“Personnel is policy,” a widely-used expression dating back at least to the Reagan administration, has special meaning today as we consider President-elect Trump’s recent selection of retired Lt. Gen. Michael Flynn as National Security adviser. During the campaign, Trump made several statements widely perceived to be anti-Muslim; Flynn has made anti-Muslim statements that are far more pernicious. The implications of his appointment for American Muslims are daunting.
Flynn is an adviser and a former speaker for ACT for America, an organization described by the Southern Poverty Law Center as the “largest grassroots anti-Muslim group in America.” In a speech to that organization he described Islam as a “cancer” and “a political ideology . . . that definitely hides behind religion.” He has stated that “Sharia law is spreading in the United States” and tweeted that “Fear of Muslims is RATIONAL.” (His emphasis.)

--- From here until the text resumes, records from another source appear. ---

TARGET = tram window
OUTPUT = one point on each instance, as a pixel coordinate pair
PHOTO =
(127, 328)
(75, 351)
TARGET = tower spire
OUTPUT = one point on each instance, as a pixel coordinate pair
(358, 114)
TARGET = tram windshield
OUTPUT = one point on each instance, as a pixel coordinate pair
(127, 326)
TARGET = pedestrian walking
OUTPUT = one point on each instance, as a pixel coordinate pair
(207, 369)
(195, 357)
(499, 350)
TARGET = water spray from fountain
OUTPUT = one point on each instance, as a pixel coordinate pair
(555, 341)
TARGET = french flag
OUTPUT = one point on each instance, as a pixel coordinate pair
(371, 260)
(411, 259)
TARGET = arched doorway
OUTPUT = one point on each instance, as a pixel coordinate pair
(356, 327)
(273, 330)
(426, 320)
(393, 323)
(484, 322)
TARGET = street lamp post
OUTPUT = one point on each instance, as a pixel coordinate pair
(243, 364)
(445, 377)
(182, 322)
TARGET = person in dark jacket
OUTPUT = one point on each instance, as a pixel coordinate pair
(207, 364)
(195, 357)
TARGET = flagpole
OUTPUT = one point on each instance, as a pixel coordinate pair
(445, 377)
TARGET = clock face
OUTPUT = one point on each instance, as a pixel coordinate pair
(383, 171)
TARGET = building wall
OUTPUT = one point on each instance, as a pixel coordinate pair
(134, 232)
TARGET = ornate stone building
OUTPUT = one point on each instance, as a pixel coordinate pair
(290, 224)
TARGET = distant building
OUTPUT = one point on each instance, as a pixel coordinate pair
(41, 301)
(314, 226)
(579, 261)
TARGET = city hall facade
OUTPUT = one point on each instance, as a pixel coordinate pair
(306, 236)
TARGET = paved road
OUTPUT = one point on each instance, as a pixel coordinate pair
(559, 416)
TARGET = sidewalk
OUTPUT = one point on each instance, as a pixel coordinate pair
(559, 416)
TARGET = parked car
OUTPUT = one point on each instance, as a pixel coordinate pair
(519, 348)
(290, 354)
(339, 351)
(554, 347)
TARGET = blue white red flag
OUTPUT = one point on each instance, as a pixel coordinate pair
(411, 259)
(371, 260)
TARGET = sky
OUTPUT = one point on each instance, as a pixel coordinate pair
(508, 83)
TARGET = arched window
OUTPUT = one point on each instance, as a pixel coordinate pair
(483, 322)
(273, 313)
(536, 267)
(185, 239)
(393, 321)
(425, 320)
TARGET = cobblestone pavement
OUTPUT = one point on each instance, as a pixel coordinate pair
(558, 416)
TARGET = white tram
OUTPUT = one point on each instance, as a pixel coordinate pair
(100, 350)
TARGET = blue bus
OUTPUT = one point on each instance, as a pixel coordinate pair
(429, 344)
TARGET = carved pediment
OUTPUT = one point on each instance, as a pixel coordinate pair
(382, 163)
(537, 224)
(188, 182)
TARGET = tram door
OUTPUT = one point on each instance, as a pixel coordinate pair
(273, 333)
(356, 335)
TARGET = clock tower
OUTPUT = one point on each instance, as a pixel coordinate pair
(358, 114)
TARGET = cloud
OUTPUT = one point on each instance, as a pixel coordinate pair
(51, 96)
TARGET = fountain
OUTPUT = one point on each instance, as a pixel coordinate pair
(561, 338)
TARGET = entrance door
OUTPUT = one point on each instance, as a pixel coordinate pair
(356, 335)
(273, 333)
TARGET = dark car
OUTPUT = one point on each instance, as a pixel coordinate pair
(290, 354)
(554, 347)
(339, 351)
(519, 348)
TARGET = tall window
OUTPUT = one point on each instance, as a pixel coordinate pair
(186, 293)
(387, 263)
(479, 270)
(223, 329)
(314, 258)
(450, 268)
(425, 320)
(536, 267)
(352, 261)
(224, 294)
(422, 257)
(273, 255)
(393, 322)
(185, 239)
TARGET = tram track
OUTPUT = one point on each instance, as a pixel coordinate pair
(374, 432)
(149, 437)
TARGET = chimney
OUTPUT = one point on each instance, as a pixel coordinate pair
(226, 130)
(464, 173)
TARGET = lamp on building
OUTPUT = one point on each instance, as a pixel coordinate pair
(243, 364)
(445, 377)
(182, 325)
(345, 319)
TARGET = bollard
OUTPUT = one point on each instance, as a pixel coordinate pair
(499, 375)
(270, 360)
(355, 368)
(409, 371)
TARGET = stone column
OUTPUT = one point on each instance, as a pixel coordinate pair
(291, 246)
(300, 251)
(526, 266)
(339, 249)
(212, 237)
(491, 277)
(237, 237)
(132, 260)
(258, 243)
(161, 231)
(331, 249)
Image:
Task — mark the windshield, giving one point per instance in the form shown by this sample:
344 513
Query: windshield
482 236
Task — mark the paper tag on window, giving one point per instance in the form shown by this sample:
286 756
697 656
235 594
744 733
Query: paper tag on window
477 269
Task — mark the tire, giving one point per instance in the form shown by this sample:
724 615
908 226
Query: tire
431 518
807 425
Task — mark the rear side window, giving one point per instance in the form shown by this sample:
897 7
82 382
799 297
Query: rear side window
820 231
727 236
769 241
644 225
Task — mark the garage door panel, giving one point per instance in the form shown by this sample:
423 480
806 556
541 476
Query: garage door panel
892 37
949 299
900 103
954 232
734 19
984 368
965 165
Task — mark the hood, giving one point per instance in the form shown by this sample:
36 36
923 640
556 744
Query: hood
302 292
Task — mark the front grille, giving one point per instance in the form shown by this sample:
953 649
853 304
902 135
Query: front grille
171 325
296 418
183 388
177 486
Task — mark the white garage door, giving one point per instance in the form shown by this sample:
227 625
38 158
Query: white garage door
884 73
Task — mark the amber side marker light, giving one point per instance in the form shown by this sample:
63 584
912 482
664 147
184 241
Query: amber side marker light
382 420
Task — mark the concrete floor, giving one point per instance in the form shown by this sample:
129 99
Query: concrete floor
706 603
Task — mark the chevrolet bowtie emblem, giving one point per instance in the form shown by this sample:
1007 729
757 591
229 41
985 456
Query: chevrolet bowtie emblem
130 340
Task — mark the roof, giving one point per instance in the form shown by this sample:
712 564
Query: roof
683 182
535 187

Unfortunately, Muslims in America have had to deal with more than mere rhetoric. As historian Albert Marrin pointed out, “words have consequences.” A study done at California State University found a 76% increase over the past year in hate crimes directed at Muslims in the 20 states studied. New York City Police Commissioner James O'Neill reported a doubling of anti-Muslim hate crimes there. There have been newspaper reports of an attempt to set a Muslim woman’s hijab on fire and a Muslim teacher who received a death threat stating she should be strangled by hers. Some of the incidents have included written or oral statements relating to Trump or the election. In most of the cases it is not possible to prove causation, but certainly the rhetoric has emboldened some to make their bigotry public.
I have been friends and colleagues with Muslims for the past 25 years. Some of them are very devout, praying five times a day and observing Ramadan. Others are less outwardly religious. Some women wear a hijab, some don’t; one even wears the long flowing garment called an abaya. They have told me that they wear these as an expression of their devotion, much the same way a Christian might wear a crucifix. What they all have in common is that they are good people to whom I would trust my life without reservation. They are not at all to be afraid of.
One of the worst canards to come from Flynn and others is that ISIS is representative of Islam in general. The KKK and many of the white supremacist groups cover themselves with a veil of Christianity; we rightfully disclaim that their beliefs represent Christianity. Why are so many unable to discern the same about ISIS and Islam? There is no reason to doubt the sincerity of the American leaders of Islam and the Islamic organizations that have condemned, on multiple occasions, the horrors committed by ISIS.
The other monster under the bed worrying Islamophobes is that Sharia law somehow will be adopted in this country. We have even seen the silliness of communities and states considering laws to ban it. Even if it were possible to adopt Sharia law in a community, it would be rapidly found to be unconstitutional as a violation of at least five amendments. If any community might try to adopt Sharia law it would be Dearborn, Mich., which is over 40% Arab-American. Four of the seven members of city council are Arab-Americans, including the council president, who is a Muslim. In this city of almost 100,000, with the largest percentage of Arab-Americans in this country, there has been no proposal to adopt Sharia law.
Muslims are the law enforcement officers who protect us at home and the military who serve and die in our name abroad. They are our governmental leaders and legislators who are committed to serving our needs. They are the teachers to whom we entrust our children and the medical professionals to whom we entrust our lives. They are the small business owners who are the bedrock of our economy and they staff our big corporations.
Most importantly, they are our neighbors. Perhaps the first step we need to take as we move into a new era and attempt reconcile our differences is to prayerfully consider the second part of Jesus’ “Greatest Commandment” to “love your neighbor as yourself.”
Clark Gillett is a Columbus physician.